L’Iran tra crisi sociale ed economica
Il popolo iraniano dal 2022 protesta contro il regime islamico. Da quando Mahasa Amini è stata brutalmente uccisa dalla Polizia Morale, gran parte del Paese si è ribellato ad un regime opprimente, che ha trasformato quella che era una Repubblica simbolo di libertà, in uno stato povero e tormentato dal radicalismo islamico.
In questi ultimi anni di dure repressioni, i morti sono stati incalcolabili. Oltre ad una crisi in termini di diritti civili, una profonda crisi economica ha alimentato il malcontento degli iraniani. La moneta locale ha perso enormemente valore, con un cambio attuale di 1,4 milioni di Rial per dollaro, segnando una perdita del 40% dal proprio valore più alto. Anche l’inflazione è alle stelle, oltre il 40%, con aumenti dei prezzi del 72% su base annua.

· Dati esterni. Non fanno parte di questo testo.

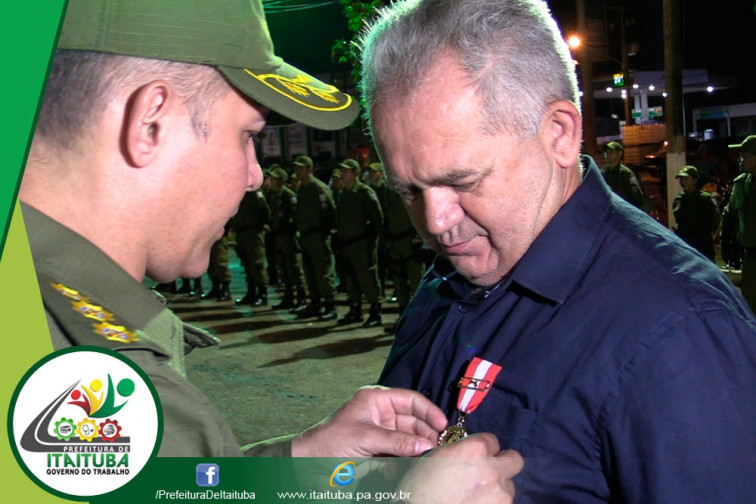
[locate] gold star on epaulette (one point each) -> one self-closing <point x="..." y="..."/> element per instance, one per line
<point x="69" y="292"/>
<point x="92" y="311"/>
<point x="115" y="333"/>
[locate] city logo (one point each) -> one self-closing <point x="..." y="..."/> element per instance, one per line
<point x="84" y="421"/>
<point x="343" y="474"/>
<point x="207" y="475"/>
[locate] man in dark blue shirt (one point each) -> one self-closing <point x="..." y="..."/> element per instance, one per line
<point x="621" y="364"/>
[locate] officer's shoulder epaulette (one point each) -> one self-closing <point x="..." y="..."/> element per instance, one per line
<point x="84" y="321"/>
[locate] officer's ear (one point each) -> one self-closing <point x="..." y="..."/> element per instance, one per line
<point x="145" y="122"/>
<point x="563" y="127"/>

Un paese verso una bancarotta inevitabile, frutto di anni di mal governo e sanzioni. Nel 2018 gli Stati Uniti hanno sanzionato pesantemente l’Iran, isolandolo dai mercati globali. La crisi è stata aggravata dalla rottura con l’Agenzia Internazionale per l’Energia Atomica (IAEA), risalente allo scorso autunno, che ha ripristinato tutte le sanzioni revocate dal 2015 (in seguito all’accordo sul nucleare).

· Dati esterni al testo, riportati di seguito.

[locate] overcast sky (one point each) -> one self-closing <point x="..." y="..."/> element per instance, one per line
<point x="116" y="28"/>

L’intervento di Stati Uniti e Israele
Gli stessi iraniani hanno invocato più volte l’intervento internazionale per la liberazione del paese. L’aiuto è arrivato a febbraio 2026, quando Israele e Washington hanno attaccato su larga scala l’Iran, colpendo infrastrutture militari e centri strategici (operazione Epic Fury, così denominata da Trump). Da lì numerosi attacchi sul territorio iraniano, con vittime anche tra i civili. Tra le vittime anche la guida suprema Khamenei, al quale poi è succeduto Ali Larijani, morto anche lui in un raid israeliano.
Stati Uniti e Israele avevano già obiettivi prefissati. Impedire progressi in termini di armamenti nucleari, portare al collasso il regime e distruggere l’arsenale balistico iraniano. Se il regime cade, altri sono i possibili vantaggi per le due potenze: controllo riserve di gas naturale, tutela del petroldollaro, porti strategici, indebolire il mercato russo e cinese.
L’Iran ha risposto con droni e missili su infrastrutture belliche statunitensi nelle zone limitrofe. Da qui infatti l’attacco a Dubai, Qatar e Arabia Saudita. Colpite anche le basi italiane in Kuwait. Il regime ha poi bloccato il traffico marittimo nello stretto di Hormuz, per il quale passa il 20% della domanda mondiale di gas e petrolio mondiali. Gli analisti la stanno chiamando la “terza guerra del golfo”.
La guerra ha mandato in tilt l’economia mondiale
Con la chiusura dello stretto di Hormuz, l’Iran ha voluto alzare i costi del conflitto, soprattutto per i paesi del Golfo. Colpiti anche i paesi che più dipendono dalle esportazioni di gas e petrolio che passano per lo stretto. Tra questi numerosi paesi europei e asiatici, come India e Cina. La guerra imprevista ha impattato di colpo sul mercato: il prezzo all’ingrosso del gas naturale in Unione europea è quasi raddoppiato. Il petrolio Brent stima quasi cento dollari a barile.
Da giorni è esploso il prezzo del carburante. In Italia il prezzo della benzina è aumentato del 10%, quello del diesel del 20%. Prezzi ai massimi da 4 anni. Alla Germania il primato di prezzo più alto del diesel. Colpiti anche gli USA, con una stima di 150 miliardi in più di spesa per carburanti nel caso in cui la guerra continui. In crisi anche le compagnie aeree, che hanno dovuto cancellare quasi 50mila voli. Si stima una perdita di almeno 2 miliardi di dollari. Tra quelle più colpite Emirates, Qatar Airways ed Etihad Airways.
La paura è che si possa arrivare ad una crisi energetica come quella del 2022, in seguito all’invasione russa in Ucraina. Trump ha preparato l’operazione per sbloccare lo stretto di Hormuz, pensando di avere il supporto della NATO, che per ora vuole rimanerne fuori. Putin intanto offre aiuto all’Ue per rifornimenti di energia: in cambio vuole accordi a lungo termine.